J’ai souvent à la mémoire cette si jolie nouvelle de Bazin, où il nous explique Grise, cet autre lui-même, qui est en son âme et avec qui il cause et discute. — « Qui donc est-elle ? — Quelque chose qui est en nous tous, le compagnon qui parle quand nous sommes seuls ; en vérité, je le crois, une moitié de mon âme, la plus libre et la plus jeune. Ni les souvenirs ne l’arrêtent, ni l’expérience ne l’assagit. Elle est celle qui va devant, qui bat la campagne et qui voit tandis que l’autre écoute et juge. Ceux qu’elle aime avec nous sont deux fois aimés, je l’appelle Grise et je me défie d’elle, et je m’amuse quand elle chante en moi. »

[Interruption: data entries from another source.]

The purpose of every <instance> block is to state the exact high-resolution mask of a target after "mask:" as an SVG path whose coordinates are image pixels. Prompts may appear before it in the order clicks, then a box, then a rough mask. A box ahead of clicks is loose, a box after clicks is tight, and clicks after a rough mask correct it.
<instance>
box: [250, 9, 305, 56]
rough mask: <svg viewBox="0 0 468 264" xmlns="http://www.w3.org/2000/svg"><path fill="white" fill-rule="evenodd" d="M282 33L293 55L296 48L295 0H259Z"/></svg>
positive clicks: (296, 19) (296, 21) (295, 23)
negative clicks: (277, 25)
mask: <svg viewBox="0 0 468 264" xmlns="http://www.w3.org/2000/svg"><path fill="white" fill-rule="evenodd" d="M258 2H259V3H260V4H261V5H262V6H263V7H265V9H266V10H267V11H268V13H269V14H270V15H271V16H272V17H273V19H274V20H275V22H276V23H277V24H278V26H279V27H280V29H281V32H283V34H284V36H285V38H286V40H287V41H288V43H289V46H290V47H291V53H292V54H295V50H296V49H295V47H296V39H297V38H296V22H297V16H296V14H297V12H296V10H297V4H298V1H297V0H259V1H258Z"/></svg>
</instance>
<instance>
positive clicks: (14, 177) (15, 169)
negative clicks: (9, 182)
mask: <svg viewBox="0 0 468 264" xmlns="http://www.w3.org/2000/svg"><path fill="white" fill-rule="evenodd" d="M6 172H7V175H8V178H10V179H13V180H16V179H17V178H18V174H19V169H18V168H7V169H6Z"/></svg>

Nous n’avons pas baptisé cette âme de notre âme, mais celui qui s’habitue à s’entretenir avec elle ne connaît pas l’ennui qui naît de l’isolement. Rien n’aide à être heureux comme de se sentir approuvé par cet autre nous-même, et si nous nous en occupions davantage, nous vivrions une vie intérieure plus profonde, et nous éviterions l’éparpillement qui nuit tant au bonheur.

Enfin, puisqu’il suffit de se croire malheureux pour l’être réellement, nous devrions être heureux en croyant que nous le sommes. Et nous le sommes toujours relativement à ceux qui sont dénués de tout et auxquels nous ne pensons pas assez comme étant des êtres vivants et tout près de nous.